Cortana Intelligence – revisited – Part II

Big data stores

In an earlier post we mentioned the Cortana Analytics suite as it was called at that time. The name changed to Cortana Intelligence suite in the meantime.

Microsoft put 5 different categories of tools and solutions under the Cortana umbrella. In the first post we discussed about the “Information Management” part, in this post we focus on “Big data stores”.


There are two products under the Big Data stores: Data Lake and SQL Data Warehouse.

Data Lake

According to the information on the site, the Data Lake is all about:

You can split the Azure Date Lake up in two parts: the analytics part and the actual store, as shown below:


If you look close you can see that this is the “Apache Hadoop” stack Microsoft is offering on Azure with an extra twist such as U-SQL…


U-SQL is a language to query large data. Data that is not necessarily in a traditional relational database (RDBMS) but that can come from unstructured data sources. It is a kind of mix between the T-SQL and C#.

It executes the queries in batches, so for small recordset it won’t be the quickest system. U-SQL excels in querying large data sets where it can process billions of rows in a short timeframe. We wont go into detail here, there is a good introduction on the Azure site. Microsoft is positioning this language as a low-entry into the large data set manipulation languages such as Hive:

Taking the issues of both SQL-based and procedural languages into account, we designed U-SQL from the ground-up as an evolution of the declarative SQL language with native extensibility through user code written in C#. This unifies both paradigms, unifies structured, unstructured, and remote data processing, unifies the declarative and custom imperative coding experience, and unifies the experience around extending your language capabilities.

We have to see where this is going, but the initial idea is certainly not bad.

SQL Data Warehouse

This offering is centered around providing performance and scalability on demand. From their site:

Using PolyBase, leverage Transact-SQL to query seamlessly across both relational data in a relational database and non-relational data in common Hadoop formats. A single Transact-SQL command combines non-relational data from Azure blob storage with relational tables in the data warehouse

What is this PolyBase then? It is a mechanism to use traditional T-SQL to work on data coming from the classic SQL Servers and non-relational data stores such as Hadoop or other Azure Blob storage.


As you can see in the picture above it is technology that is “installed” in SQL Server.
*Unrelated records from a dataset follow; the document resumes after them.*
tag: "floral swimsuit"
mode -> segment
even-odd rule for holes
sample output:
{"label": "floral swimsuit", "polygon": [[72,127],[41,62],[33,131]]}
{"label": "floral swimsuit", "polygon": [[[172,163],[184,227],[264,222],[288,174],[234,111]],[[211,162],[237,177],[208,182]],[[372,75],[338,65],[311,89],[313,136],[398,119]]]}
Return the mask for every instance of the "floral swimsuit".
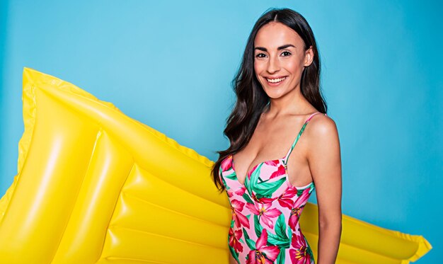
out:
{"label": "floral swimsuit", "polygon": [[244,184],[237,179],[232,155],[222,161],[219,173],[232,210],[228,243],[238,263],[314,263],[299,219],[315,186],[313,182],[292,186],[287,161],[306,125],[318,113],[308,117],[284,158],[255,165]]}

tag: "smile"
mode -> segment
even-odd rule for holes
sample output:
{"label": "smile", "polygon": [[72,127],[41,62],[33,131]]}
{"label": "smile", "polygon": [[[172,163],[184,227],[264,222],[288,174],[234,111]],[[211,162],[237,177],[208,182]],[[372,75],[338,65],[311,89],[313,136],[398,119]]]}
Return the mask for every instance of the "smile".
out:
{"label": "smile", "polygon": [[277,84],[277,83],[280,83],[280,81],[284,80],[286,79],[286,77],[282,77],[282,78],[277,78],[277,79],[269,79],[269,78],[266,78],[266,80],[272,84]]}

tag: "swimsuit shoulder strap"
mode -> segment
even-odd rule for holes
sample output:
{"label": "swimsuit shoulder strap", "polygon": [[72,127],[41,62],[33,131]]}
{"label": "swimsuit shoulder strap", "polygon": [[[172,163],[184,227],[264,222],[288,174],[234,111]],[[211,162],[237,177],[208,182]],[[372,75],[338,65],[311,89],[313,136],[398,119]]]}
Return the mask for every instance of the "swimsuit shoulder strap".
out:
{"label": "swimsuit shoulder strap", "polygon": [[[294,147],[295,147],[295,144],[299,141],[299,138],[300,138],[300,136],[301,136],[301,134],[303,133],[303,131],[304,131],[304,128],[306,127],[306,126],[308,124],[308,122],[309,122],[309,120],[311,120],[311,119],[314,115],[316,115],[316,114],[321,114],[321,112],[316,112],[316,113],[313,113],[312,115],[309,115],[309,117],[304,122],[304,124],[303,124],[303,126],[301,127],[301,129],[300,130],[300,132],[299,132],[299,134],[297,134],[297,137],[294,140],[294,142],[292,143],[292,145],[291,146],[291,148],[289,149],[289,150],[287,151],[287,154],[284,156],[284,159],[283,160],[283,162],[284,163],[284,164],[286,164],[286,162],[287,161],[287,158],[289,156],[289,154],[291,154],[291,152],[292,152],[292,149],[294,149]],[[324,115],[328,115],[326,113]]]}

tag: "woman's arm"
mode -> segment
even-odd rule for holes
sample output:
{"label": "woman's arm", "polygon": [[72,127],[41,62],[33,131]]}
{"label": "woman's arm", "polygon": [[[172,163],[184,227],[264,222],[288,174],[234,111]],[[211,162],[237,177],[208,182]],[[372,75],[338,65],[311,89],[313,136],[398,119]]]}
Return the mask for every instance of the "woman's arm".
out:
{"label": "woman's arm", "polygon": [[315,124],[311,124],[309,131],[307,159],[318,206],[317,263],[335,263],[342,231],[342,171],[338,132],[335,122],[330,117],[312,121],[314,120]]}

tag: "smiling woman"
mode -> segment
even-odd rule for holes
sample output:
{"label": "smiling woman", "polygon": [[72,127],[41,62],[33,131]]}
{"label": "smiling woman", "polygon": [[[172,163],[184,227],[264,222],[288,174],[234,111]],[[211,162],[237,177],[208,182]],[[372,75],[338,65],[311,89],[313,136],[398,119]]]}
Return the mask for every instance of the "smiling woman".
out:
{"label": "smiling woman", "polygon": [[231,263],[314,263],[299,223],[314,189],[318,261],[335,261],[342,229],[340,150],[319,80],[318,52],[305,18],[288,8],[265,13],[233,81],[237,101],[224,130],[231,146],[218,151],[212,168],[231,204]]}

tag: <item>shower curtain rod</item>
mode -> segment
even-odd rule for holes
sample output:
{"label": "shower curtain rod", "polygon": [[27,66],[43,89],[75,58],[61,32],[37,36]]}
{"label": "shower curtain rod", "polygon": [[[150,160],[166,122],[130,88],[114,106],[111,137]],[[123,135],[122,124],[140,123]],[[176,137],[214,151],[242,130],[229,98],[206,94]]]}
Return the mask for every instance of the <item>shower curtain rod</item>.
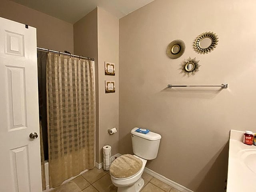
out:
{"label": "shower curtain rod", "polygon": [[72,56],[73,57],[78,57],[82,59],[88,59],[88,60],[91,60],[92,61],[94,61],[94,59],[93,58],[90,58],[90,57],[83,57],[82,56],[79,56],[79,55],[73,55],[73,54],[69,54],[68,53],[64,53],[63,52],[60,52],[60,51],[54,51],[54,50],[51,50],[48,49],[45,49],[44,48],[42,48],[41,47],[38,47],[37,49],[39,50],[42,50],[45,51],[49,51],[50,52],[52,52],[53,53],[58,53],[59,54],[62,54],[63,55],[68,55],[69,56]]}

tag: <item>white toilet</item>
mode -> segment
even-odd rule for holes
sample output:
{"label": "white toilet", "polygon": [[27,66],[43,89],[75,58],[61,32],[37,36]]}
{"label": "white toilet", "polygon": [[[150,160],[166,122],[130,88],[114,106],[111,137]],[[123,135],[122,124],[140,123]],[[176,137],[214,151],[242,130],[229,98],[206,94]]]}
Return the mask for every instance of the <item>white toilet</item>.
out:
{"label": "white toilet", "polygon": [[122,155],[115,160],[110,169],[111,180],[118,187],[118,192],[138,192],[144,185],[141,176],[147,160],[155,159],[158,151],[161,135],[149,132],[147,134],[131,131],[132,150],[135,154]]}

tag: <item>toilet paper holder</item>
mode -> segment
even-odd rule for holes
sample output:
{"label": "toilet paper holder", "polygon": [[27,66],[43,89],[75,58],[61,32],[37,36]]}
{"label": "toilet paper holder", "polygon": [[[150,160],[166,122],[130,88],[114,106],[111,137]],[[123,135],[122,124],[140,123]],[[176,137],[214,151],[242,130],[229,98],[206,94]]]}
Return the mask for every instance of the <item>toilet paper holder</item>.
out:
{"label": "toilet paper holder", "polygon": [[108,132],[110,135],[112,135],[116,132],[117,132],[117,130],[115,127],[113,127],[112,129],[108,129]]}

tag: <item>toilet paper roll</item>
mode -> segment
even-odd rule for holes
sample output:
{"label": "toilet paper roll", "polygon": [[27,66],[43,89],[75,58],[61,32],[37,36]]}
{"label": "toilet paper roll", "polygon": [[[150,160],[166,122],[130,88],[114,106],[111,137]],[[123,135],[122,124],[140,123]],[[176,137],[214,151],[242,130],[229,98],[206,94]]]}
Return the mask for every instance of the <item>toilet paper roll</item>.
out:
{"label": "toilet paper roll", "polygon": [[114,134],[114,133],[116,133],[116,132],[117,132],[117,130],[116,129],[116,128],[115,127],[113,127],[113,128],[111,129],[109,131],[109,133],[111,135]]}
{"label": "toilet paper roll", "polygon": [[109,170],[111,157],[111,146],[105,145],[103,147],[103,169],[106,171]]}

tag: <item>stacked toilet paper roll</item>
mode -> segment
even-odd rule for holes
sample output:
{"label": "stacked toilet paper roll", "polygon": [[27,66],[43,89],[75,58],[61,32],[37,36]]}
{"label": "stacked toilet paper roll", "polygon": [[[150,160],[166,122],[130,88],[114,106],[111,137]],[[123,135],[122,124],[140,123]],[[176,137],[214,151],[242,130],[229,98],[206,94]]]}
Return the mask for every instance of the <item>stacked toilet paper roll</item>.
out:
{"label": "stacked toilet paper roll", "polygon": [[105,171],[109,170],[111,157],[111,146],[105,145],[103,147],[103,169]]}

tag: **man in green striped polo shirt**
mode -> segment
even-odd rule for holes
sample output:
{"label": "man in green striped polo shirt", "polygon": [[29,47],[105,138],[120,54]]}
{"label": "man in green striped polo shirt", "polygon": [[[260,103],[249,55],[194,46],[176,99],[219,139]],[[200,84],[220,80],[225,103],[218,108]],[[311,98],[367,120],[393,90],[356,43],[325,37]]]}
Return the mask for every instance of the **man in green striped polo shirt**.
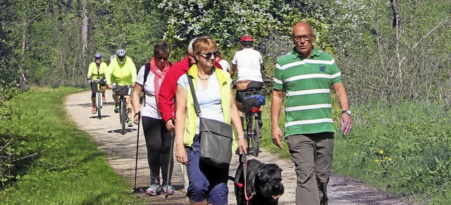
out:
{"label": "man in green striped polo shirt", "polygon": [[352,122],[342,77],[333,58],[313,46],[314,34],[305,22],[292,30],[295,47],[277,61],[271,106],[273,142],[279,148],[282,101],[285,97],[285,137],[297,175],[296,204],[328,204],[326,187],[330,176],[335,128],[332,119],[330,89],[342,108],[345,135]]}

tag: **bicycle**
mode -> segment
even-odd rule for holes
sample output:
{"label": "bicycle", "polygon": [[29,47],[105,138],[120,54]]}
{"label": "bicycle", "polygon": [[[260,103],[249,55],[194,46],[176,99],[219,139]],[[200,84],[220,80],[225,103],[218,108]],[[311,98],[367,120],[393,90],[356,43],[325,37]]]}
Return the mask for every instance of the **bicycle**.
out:
{"label": "bicycle", "polygon": [[119,120],[122,125],[122,130],[121,133],[125,135],[125,123],[128,122],[128,116],[127,116],[127,102],[125,96],[130,96],[131,92],[131,86],[130,85],[113,85],[113,92],[119,97]]}
{"label": "bicycle", "polygon": [[242,92],[243,113],[246,120],[245,133],[247,141],[247,153],[255,156],[260,151],[260,138],[261,138],[261,106],[265,105],[266,90],[251,89]]}
{"label": "bicycle", "polygon": [[101,94],[101,85],[106,85],[106,82],[104,78],[97,77],[95,80],[91,80],[91,82],[94,82],[97,86],[97,91],[96,93],[96,108],[97,109],[97,118],[99,120],[101,119],[101,109],[103,108],[103,101]]}

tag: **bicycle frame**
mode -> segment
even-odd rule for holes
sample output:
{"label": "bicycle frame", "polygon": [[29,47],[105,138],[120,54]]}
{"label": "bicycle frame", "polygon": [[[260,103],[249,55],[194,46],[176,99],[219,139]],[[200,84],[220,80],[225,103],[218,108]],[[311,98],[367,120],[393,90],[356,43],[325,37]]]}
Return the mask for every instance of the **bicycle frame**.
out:
{"label": "bicycle frame", "polygon": [[243,113],[246,119],[245,132],[247,141],[247,153],[252,153],[255,156],[259,156],[260,138],[261,137],[260,132],[260,127],[261,126],[261,106],[258,104],[256,99],[245,98],[259,92],[260,91],[253,90],[241,93],[243,97]]}
{"label": "bicycle frame", "polygon": [[96,93],[96,107],[97,108],[97,118],[99,120],[101,119],[101,109],[103,108],[103,101],[101,100],[101,87],[100,86],[100,83],[102,80],[105,80],[97,77],[97,79],[92,80],[94,83],[96,83],[96,85],[97,86],[97,92]]}
{"label": "bicycle frame", "polygon": [[[127,101],[125,96],[130,96],[130,88],[131,87],[130,85],[114,85],[113,87],[113,92],[119,97],[119,120],[122,125],[122,130],[121,132],[122,135],[127,133],[125,123],[128,121],[128,117],[127,116]],[[124,89],[126,89],[126,91],[124,91]]]}

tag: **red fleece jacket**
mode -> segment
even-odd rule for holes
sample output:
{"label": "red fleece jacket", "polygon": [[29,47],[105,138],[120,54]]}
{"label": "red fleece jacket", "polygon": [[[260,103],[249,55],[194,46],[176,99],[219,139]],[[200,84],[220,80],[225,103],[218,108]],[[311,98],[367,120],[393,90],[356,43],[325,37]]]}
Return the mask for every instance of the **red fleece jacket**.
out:
{"label": "red fleece jacket", "polygon": [[[219,63],[215,66],[222,69]],[[186,56],[183,60],[174,63],[166,73],[164,80],[160,86],[159,94],[158,109],[161,113],[164,122],[175,119],[175,92],[177,92],[177,81],[182,75],[190,70],[190,56]]]}

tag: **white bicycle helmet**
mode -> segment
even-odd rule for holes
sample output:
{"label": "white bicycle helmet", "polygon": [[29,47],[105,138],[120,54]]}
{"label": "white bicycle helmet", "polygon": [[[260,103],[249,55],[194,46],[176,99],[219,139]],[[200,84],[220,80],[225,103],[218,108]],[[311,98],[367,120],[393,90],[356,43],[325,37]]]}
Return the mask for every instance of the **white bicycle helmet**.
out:
{"label": "white bicycle helmet", "polygon": [[118,57],[123,57],[125,56],[125,55],[127,55],[127,52],[125,52],[125,50],[121,49],[118,49],[117,52],[116,52],[116,54],[118,55]]}

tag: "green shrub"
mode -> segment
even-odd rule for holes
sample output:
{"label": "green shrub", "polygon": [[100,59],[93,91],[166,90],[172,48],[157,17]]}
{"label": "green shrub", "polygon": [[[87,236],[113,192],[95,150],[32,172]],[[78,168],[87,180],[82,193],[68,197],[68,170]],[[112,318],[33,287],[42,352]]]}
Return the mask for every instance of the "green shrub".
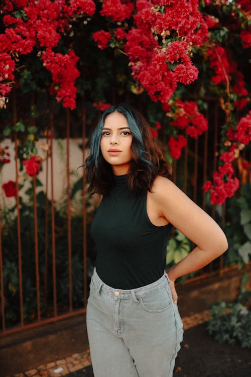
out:
{"label": "green shrub", "polygon": [[207,327],[219,343],[239,344],[242,348],[251,348],[251,312],[241,303],[247,302],[251,296],[251,291],[244,289],[247,278],[245,274],[236,302],[226,304],[221,301],[212,306],[212,318]]}

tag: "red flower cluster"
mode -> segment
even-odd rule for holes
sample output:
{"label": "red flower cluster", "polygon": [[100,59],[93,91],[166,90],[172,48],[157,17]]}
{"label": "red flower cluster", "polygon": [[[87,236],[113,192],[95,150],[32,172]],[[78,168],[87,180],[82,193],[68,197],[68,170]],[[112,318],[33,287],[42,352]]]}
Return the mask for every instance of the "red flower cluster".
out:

The user can transparently query relational and non-relational databases. PolyBase is built into SQL Server 2016 and does not require special software or tools, nor does it require an understanding of Map/Reduce, Hive or other Hadoop-related concepts.

People following the SQLServer world know this “extension” from SQLServer Parallel Data Warehouse (PDW).

PolyBase versus U-SQL

The difference between PolyBase and U-SQL is that PolyBase uses the traditional T-SQL syntax (with some minor schema changes it seems) to work with data from heterogeneous sources, but still running in Microsoft SQLServer.

U-SQL is an SQL language extended with features from C#, making it possible to query non-relational data sources. It runs from the client (Visual Studio) and does not require a SQL Server.


The part under the big data stores can be split up in the Apache stack on Azure on one hand and the SQLServer capabilities on the other hand. There are some interesting “newcomers” such as U-SQL and PolyBase that bridge between the two worlds.

In our next posts we will take a closer look at what the “Machine Learning and advanced analytics” is all about, and we will hopefully do some hands-on experiences.